Um senhor muito dócil, que labutava firmemente, a despeito da idade avançada e estar há muito aposentado.
       Cara honrado, que todos diziam ser bom marido, bom pai, bom avô, bom profissional. E bom cliente, isso ela poderia afirmar.
  Minha netinha caçula cismou com uma dessas pulseiras, que quando esticam, viram cinto. Eu nunca tinha visto isso, mas como ela me garantiu que aqui eu encontraria, vim comprar. Até que achei engraçadinha, e útil...Tudo que eles pedem eu faço; quem mandou eu ser avô coruja? – sorriu tão amorosamente, que Nelise se sentiu como se fosse da família daquele grande homem. – Já estou indo embora. Quer uma carona?
Constrangida, Nelise disse apenas:
  Não, muito obrigada! Vou ficar mais um tempinho aqui...
       Ele a encarou por dois segundos, um tanto intrigado que uma moça ainda jovem e bonita, permanecesse parada em um estacionamento tão isolada.
Riu-se internamente ao imaginar, no seu coração generoso, que ela esperasse alguém, e esse alguém só estivesse ligeiramente atrasado.
  Até amanhã! Vamos nos ver lá no seu trabalho... – sorriu – Tchau! – acenou. Nelise acenou de volta.
      Sem ter muita opção, resolveu formar pensamento sobre o que ocorrera por todo o tempo que se encontrara no shopping.
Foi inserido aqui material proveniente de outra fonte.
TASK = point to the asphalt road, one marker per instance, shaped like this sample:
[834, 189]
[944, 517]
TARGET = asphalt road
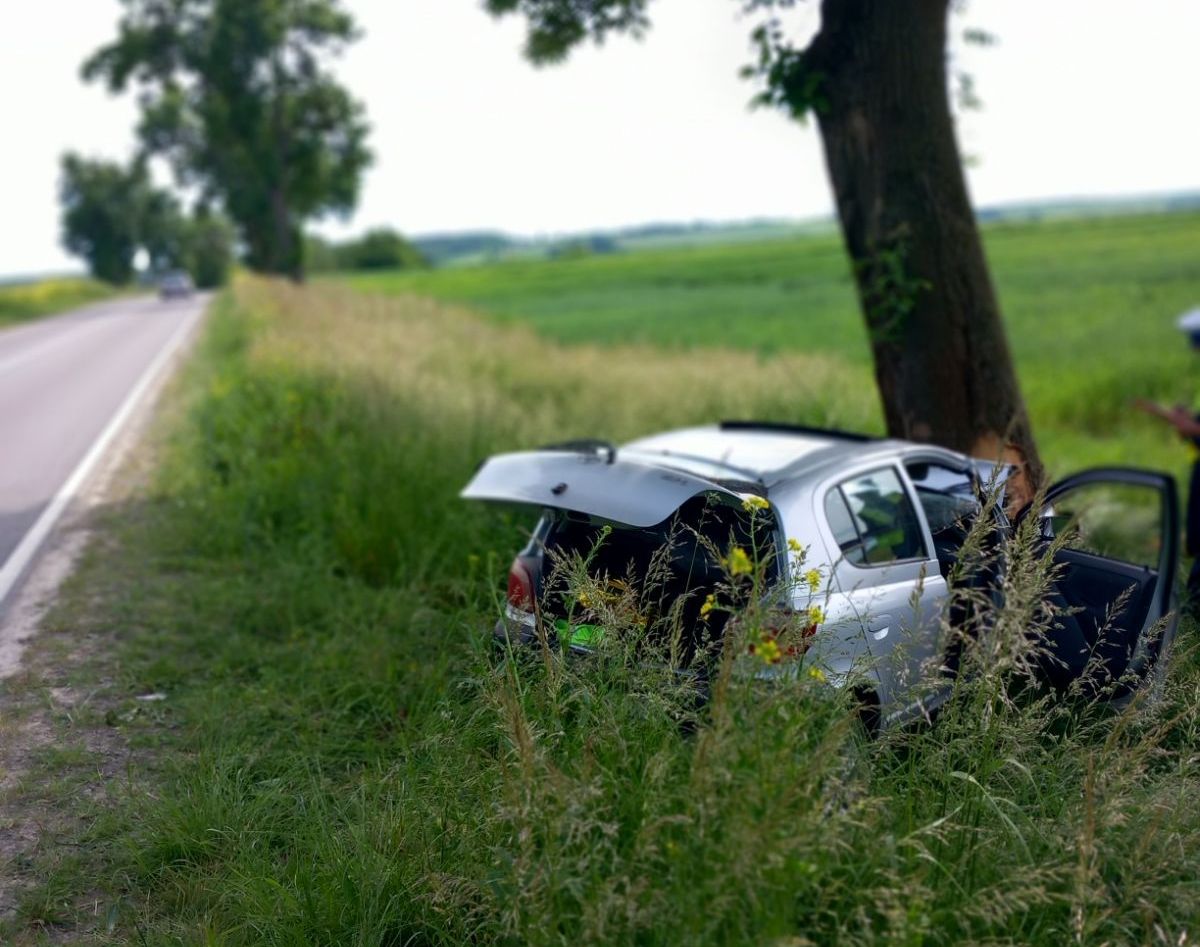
[65, 384]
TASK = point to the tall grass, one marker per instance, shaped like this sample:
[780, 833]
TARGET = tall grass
[348, 762]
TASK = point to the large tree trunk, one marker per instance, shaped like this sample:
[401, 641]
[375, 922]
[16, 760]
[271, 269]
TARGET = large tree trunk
[942, 361]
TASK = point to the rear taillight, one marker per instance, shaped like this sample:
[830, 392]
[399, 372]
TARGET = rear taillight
[520, 586]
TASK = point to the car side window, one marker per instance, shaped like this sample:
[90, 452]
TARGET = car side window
[947, 496]
[877, 509]
[951, 503]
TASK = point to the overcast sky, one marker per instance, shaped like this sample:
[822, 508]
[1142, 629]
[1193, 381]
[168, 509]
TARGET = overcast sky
[1081, 97]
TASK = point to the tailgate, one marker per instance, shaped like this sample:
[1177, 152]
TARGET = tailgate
[624, 491]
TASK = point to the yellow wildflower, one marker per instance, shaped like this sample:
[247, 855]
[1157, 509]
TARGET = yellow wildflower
[768, 649]
[738, 562]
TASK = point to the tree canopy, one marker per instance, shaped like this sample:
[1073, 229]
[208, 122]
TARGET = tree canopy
[108, 214]
[238, 96]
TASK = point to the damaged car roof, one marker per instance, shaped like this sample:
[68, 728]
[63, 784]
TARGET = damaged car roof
[643, 483]
[750, 450]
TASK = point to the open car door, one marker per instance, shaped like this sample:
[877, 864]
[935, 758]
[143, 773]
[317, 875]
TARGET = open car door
[1121, 531]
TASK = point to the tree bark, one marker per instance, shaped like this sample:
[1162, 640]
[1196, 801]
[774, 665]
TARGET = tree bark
[942, 361]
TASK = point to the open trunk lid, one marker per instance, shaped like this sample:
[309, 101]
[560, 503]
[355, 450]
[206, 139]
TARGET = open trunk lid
[624, 491]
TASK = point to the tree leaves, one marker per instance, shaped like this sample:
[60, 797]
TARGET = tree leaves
[238, 97]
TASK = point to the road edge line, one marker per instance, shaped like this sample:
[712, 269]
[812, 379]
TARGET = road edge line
[15, 567]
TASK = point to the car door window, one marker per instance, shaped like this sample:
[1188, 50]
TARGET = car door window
[877, 510]
[951, 503]
[1111, 521]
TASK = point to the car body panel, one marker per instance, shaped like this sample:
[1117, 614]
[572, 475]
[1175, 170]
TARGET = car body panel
[625, 491]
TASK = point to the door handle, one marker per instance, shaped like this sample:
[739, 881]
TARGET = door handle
[880, 625]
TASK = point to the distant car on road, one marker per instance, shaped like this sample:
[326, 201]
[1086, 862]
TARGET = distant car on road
[881, 523]
[175, 285]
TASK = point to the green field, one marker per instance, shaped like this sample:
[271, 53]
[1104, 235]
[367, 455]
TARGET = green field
[265, 709]
[21, 301]
[1090, 306]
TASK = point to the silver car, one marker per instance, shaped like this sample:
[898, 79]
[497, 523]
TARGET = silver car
[881, 522]
[175, 285]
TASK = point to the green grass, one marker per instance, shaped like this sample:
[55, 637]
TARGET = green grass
[22, 301]
[340, 761]
[1090, 307]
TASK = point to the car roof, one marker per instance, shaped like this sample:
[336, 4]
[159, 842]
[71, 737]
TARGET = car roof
[769, 454]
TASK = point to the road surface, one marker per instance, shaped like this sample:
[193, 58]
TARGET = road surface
[66, 384]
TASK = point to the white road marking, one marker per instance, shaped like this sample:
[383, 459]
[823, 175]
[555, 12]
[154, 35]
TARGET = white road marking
[31, 541]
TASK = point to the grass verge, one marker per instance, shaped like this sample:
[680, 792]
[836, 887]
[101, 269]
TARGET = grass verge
[339, 760]
[23, 301]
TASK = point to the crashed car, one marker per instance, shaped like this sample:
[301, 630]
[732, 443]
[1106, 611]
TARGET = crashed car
[881, 523]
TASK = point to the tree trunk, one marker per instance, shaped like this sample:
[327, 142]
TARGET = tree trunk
[286, 250]
[942, 363]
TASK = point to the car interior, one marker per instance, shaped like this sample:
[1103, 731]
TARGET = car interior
[677, 561]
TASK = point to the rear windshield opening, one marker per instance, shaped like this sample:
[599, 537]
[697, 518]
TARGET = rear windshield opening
[665, 573]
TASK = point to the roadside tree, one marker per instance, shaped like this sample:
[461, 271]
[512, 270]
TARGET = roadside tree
[105, 214]
[238, 96]
[875, 78]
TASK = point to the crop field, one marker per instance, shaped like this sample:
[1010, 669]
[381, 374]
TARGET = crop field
[1090, 306]
[334, 754]
[21, 301]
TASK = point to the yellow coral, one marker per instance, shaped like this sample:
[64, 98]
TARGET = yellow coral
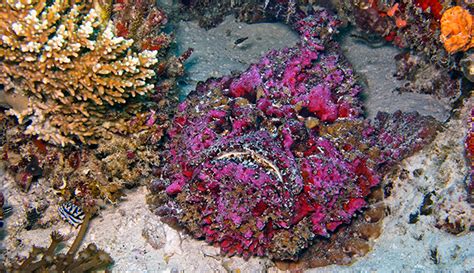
[457, 29]
[71, 67]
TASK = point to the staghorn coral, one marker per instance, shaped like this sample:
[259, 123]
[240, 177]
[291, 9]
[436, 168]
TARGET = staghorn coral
[457, 29]
[68, 68]
[265, 162]
[88, 176]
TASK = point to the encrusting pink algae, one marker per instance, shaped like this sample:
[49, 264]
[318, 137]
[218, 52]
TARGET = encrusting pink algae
[266, 162]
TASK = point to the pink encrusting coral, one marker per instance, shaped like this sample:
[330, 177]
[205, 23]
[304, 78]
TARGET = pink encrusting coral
[265, 162]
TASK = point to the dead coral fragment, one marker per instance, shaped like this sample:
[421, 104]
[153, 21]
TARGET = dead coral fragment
[457, 30]
[45, 260]
[71, 67]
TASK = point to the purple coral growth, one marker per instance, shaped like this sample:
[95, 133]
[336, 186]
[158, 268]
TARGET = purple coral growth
[265, 162]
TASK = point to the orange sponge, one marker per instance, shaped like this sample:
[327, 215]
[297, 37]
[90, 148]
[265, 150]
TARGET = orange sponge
[457, 29]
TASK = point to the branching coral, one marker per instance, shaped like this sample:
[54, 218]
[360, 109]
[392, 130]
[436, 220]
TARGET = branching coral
[67, 67]
[264, 162]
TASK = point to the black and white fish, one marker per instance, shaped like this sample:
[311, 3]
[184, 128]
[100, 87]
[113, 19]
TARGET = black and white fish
[71, 213]
[5, 211]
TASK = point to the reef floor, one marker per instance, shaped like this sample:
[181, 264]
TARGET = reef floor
[139, 242]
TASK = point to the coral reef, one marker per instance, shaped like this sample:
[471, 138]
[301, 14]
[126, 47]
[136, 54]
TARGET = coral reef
[88, 176]
[420, 28]
[115, 159]
[420, 76]
[47, 260]
[141, 21]
[211, 13]
[467, 66]
[65, 73]
[264, 162]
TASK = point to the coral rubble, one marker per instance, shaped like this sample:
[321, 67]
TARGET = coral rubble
[47, 260]
[265, 162]
[65, 73]
[419, 28]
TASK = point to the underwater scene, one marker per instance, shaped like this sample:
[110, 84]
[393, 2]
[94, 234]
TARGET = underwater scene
[236, 136]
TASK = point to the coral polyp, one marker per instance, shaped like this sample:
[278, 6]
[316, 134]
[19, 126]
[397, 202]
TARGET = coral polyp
[265, 162]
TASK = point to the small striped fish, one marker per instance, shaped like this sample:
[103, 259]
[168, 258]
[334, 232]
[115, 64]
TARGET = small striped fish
[4, 213]
[71, 213]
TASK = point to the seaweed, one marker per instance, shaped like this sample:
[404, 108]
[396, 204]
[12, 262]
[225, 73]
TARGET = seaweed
[43, 259]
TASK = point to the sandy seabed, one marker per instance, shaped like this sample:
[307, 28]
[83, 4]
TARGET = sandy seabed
[139, 242]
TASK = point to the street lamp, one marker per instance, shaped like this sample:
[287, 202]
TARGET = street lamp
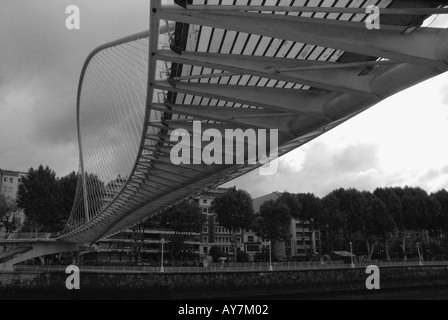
[351, 255]
[162, 268]
[420, 260]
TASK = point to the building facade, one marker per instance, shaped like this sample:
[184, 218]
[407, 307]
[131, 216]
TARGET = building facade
[9, 185]
[304, 242]
[213, 234]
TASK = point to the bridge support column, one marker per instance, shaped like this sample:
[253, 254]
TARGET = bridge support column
[20, 253]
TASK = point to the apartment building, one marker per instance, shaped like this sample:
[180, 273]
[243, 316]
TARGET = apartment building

     A única pessoa que a tratara genuinamente bem, era um senhor riquíssimo, um sabedor que as vestes elegantes, pertenciam a uma pessoa simples, alguém  apenas cismado em se arrumar melhor para um dia de domingo. Ficou pensativa do porquê aquele domingo de passeio, ter esse rumo bizarro.
Aplumou-se imediatamente.
Era hora de voltar ao lar, e sentir os bracinhos do filho que a abraçariam com amor, pedindo para ela dar rodopio.
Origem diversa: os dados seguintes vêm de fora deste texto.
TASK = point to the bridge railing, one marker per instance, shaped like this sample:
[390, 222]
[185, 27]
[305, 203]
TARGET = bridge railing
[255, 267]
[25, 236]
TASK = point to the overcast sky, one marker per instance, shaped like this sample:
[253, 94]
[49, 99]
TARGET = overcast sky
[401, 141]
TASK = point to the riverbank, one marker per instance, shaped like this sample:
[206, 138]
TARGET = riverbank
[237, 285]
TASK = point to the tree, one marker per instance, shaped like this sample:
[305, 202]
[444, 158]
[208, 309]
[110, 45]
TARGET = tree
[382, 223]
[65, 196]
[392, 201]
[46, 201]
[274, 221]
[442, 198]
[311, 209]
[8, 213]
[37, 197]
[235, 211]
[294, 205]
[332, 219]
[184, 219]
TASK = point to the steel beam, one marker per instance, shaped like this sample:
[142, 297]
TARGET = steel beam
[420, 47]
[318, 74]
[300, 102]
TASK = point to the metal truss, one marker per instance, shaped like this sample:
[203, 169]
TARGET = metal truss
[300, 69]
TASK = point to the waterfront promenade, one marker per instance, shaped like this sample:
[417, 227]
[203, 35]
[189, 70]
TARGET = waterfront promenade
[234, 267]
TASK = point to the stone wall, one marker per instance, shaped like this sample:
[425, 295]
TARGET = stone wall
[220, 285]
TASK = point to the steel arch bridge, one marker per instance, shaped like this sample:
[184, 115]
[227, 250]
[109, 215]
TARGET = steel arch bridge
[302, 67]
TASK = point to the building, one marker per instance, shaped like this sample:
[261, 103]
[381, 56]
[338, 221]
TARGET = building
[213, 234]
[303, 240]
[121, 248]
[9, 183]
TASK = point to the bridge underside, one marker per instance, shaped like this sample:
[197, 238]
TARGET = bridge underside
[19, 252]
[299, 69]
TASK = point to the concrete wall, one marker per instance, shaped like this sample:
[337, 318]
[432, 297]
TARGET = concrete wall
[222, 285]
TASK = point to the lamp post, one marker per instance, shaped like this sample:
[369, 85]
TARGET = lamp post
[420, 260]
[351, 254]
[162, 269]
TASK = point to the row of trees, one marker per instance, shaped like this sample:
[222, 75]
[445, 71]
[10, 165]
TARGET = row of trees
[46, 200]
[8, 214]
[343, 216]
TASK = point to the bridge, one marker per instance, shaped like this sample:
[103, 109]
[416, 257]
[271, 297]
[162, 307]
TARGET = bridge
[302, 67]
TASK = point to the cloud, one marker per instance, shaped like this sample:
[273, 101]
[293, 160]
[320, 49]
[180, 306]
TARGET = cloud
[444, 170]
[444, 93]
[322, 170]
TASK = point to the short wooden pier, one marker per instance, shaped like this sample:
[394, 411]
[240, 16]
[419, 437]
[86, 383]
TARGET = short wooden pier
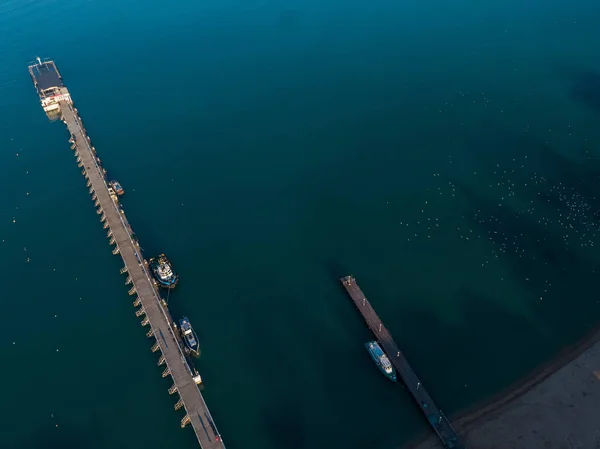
[153, 311]
[434, 415]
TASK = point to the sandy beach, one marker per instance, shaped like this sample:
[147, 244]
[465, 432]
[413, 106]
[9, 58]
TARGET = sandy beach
[555, 407]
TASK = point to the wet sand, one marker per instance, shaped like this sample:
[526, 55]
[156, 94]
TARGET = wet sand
[555, 407]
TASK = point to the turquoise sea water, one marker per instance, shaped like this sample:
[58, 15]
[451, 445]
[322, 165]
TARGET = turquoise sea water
[445, 154]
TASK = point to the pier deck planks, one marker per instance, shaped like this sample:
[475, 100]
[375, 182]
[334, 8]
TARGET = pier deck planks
[193, 402]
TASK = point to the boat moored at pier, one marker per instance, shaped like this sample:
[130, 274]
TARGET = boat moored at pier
[189, 336]
[118, 188]
[163, 271]
[381, 360]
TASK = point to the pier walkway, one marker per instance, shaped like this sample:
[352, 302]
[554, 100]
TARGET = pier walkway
[434, 415]
[57, 103]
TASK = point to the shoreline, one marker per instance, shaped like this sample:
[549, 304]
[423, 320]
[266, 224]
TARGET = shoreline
[489, 413]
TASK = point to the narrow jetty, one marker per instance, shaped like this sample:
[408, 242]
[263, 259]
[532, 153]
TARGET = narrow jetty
[434, 415]
[57, 103]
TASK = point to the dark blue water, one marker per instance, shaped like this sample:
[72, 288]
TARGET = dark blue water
[445, 154]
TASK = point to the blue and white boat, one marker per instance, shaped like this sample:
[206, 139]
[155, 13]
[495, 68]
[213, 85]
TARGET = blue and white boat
[381, 360]
[189, 336]
[163, 272]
Voltaria, curtiria bastante aquele domingo que ainda tinha pela frente.
Mais tarde, quando já deitada em sua cama de solteira, repassou todos os afazeres que teria no dia seguinte.
      Fechou o cenho revoltada, ao se dar conta que não agiria nada diferente de todos os atendentes que encontrara naquele shopping traumático: “O senhor pode pagar com cartão. Aproveite a promoção! Deixando o carro por duas horas, trinta reais. Por aí o senhor não vai encontrar nada melhor...”; “Não aceitamos cheque. Está ali na placa, pode conferir!”; “Funcionamos 24 horas, mas a partir das vinte horas, o preço muda. Senhor, não insista! Já são vinte e quinze! O valor muda, já expliquei!”
Iria ficar muito tempo numa angústia profunda, se não pousasse no pensamento, um conforto mental:
“Pelo menos” – concluiu –, “eu não estrago o domingo de ninguém...” Virou-se satisfeita, e dormiu o sono dos justos.